Quinto fragmento de la conferencia de Robert Spaemann titulada Sobre el ánimo para la educación. En alemán Über den Mut zur Erziehung publicada en el Frankfurter Algemeine Zeitung el 14 de abril de 1978. Incluido en libro de Robert Spaemann: Límites. Acerca de la dimensión ética del actuar, editorial EIUNSA, capítulo 42.
Educar no es discipular
La crítica radical de la cultura no se detuvo ni ante el tabú de la vida humana, ni ante las normas de conductas sexuales características de toda cultura superior, ni ante esas formas de interacción sólo en las cuales se constituyen y adquieren estabilidad los sujetos. Las normas de las subculturas recién surgidas, que exigen por su parte un estricto conformismo, fueron constantemente introducidas de manera clandestina por los medios de comunicación, como postulados emancipatorios, en la sociedad normal. En virtud de la creciente dependencia del ciudadano normal respecto de los medios de comunicación, esto sólo sirvió para aumentar la inseguridad del ciudadano normal en la praxis educativa.
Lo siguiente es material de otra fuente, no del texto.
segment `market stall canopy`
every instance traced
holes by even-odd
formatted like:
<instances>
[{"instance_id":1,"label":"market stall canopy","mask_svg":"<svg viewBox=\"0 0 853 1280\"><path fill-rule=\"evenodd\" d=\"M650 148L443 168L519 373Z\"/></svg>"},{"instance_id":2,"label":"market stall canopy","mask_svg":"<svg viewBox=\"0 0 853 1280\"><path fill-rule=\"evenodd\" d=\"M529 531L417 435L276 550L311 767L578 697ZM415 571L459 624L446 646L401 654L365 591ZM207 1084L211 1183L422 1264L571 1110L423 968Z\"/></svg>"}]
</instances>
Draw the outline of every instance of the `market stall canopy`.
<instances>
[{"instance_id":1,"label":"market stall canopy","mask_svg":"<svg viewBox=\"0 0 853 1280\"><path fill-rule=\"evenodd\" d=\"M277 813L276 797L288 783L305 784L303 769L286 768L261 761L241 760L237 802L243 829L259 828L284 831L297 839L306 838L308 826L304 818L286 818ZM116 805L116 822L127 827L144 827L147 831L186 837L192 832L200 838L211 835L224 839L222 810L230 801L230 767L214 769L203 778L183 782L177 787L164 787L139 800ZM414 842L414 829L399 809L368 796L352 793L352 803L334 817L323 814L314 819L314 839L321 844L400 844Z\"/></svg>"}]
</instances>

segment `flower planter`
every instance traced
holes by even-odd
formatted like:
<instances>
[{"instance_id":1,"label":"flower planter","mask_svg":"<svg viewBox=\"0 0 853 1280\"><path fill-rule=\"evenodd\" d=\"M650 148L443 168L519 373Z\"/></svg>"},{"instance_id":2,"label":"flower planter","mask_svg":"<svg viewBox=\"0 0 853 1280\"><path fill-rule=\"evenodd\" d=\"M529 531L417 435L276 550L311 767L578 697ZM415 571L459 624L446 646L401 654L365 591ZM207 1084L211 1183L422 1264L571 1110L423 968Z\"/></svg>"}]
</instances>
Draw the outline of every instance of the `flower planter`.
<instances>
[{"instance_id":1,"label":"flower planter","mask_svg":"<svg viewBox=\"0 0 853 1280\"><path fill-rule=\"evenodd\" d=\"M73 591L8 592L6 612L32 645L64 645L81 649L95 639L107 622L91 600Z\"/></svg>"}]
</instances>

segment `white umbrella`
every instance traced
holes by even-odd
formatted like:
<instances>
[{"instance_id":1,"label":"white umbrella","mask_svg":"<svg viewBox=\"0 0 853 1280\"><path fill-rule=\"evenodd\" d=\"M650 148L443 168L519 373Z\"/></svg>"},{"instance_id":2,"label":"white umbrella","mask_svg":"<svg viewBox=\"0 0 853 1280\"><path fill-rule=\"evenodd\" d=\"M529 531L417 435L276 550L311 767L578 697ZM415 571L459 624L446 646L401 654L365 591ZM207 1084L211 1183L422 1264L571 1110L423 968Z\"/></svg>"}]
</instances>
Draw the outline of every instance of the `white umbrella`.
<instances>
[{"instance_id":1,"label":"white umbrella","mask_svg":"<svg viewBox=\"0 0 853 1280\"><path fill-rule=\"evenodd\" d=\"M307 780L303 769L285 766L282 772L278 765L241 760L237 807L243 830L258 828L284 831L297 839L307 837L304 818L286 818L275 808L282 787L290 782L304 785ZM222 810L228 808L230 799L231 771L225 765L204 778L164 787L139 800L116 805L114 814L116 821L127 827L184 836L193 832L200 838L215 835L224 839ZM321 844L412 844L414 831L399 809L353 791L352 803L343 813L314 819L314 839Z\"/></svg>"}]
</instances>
Ciertamente fueron pocos los padres y profesores que hicieron suya la visión del mundo emancipatoria radical, pero se resignaron y capitularon: «Vivimos en una época diferente», «La juventud de hoy es diferente, ahí no tenemos ya nada que decir», etc. Estas formas de hablar son conocidas.
Por lo demás, es propio de la sociedad mediática que padres y profesores pierdan su posición privilegiada como transmisores de información. Los jóvenes beben cada vez desde más temprano directamente de las fuentes públicas. La influencia a la que de ese modo están expuestos se distingue de la influencia educativa en que esas personas de las redacciones radiofónicas juveniles y similares que han pasado a ejercer influencia carecen de la vinculación institucional y emocional con aquellos a quienes se dirigen. Pero sobre todo les falta la conciencia de que las consecuencias de su influjo acompañarán a aquellos durante toda su vida. Sea cual sea su actitud interior, se encuentran objetivamente en una situación de falta de responsabilidad. En tal sentido, su influjo no puede denominarse propiamente «educación».
Hasta ahora he arrojado algunas pequeñas luces superficiales sobre un malestar experimentado de manera imprecisa, sin que nos hayamos preguntado por las razones más profundas del mismo. Ciertamente este fenómeno es al fin sólo la variante alemana de un proceso revolucionario-cultural mundial. A esta caracterización superficial corresponde también, por último, la hoy obligada a mención del terrorismo. Puesto que los terroristas alemanes proceden casi sin excepción de la revolución cultural emancipatorio-radical, y en parte incluso han actuado en ella como educadores, han puesto de nuevo en marcha un proceso de reflexión sobre lo que en realidad ha ido mal. La izquierda ha perdido algo de la aureola moral que la derecha perdió hace tiempo. En esa medida, las palabras «bien» y «mal» tienen ahora una nueva oportunidad de librarse de esa letal identificación con orientaciones políticas. Y así ha de entenderse también la nueva apelación a la educación, quizá mejor que como se entiende ella a sí misma.
La educación suscita conductas y actitudes que vienen de muy atrás y que han de mantenerse por largo tiempo, más que las orientaciones políticas. La lucha por el lugar y el contenido de la educación es una lucha política. Pero la educación no es un fenómeno político en primer lugar y antes que cualquier otra cosa. Se abusa de ella cuando se la entiende como instrumento de la revolución o como un seguro contra la revolución. No es tarea del educador programar las opciones políticas de los jóvenes y obrar en pro de lo que él se imagina como un futuro mejor. ¿Por qué debe el futuro permanecer encadenado a las utopías del educador de hoy? Los jóvenes no son un material del educador para la realización de sus esbozos del futuro.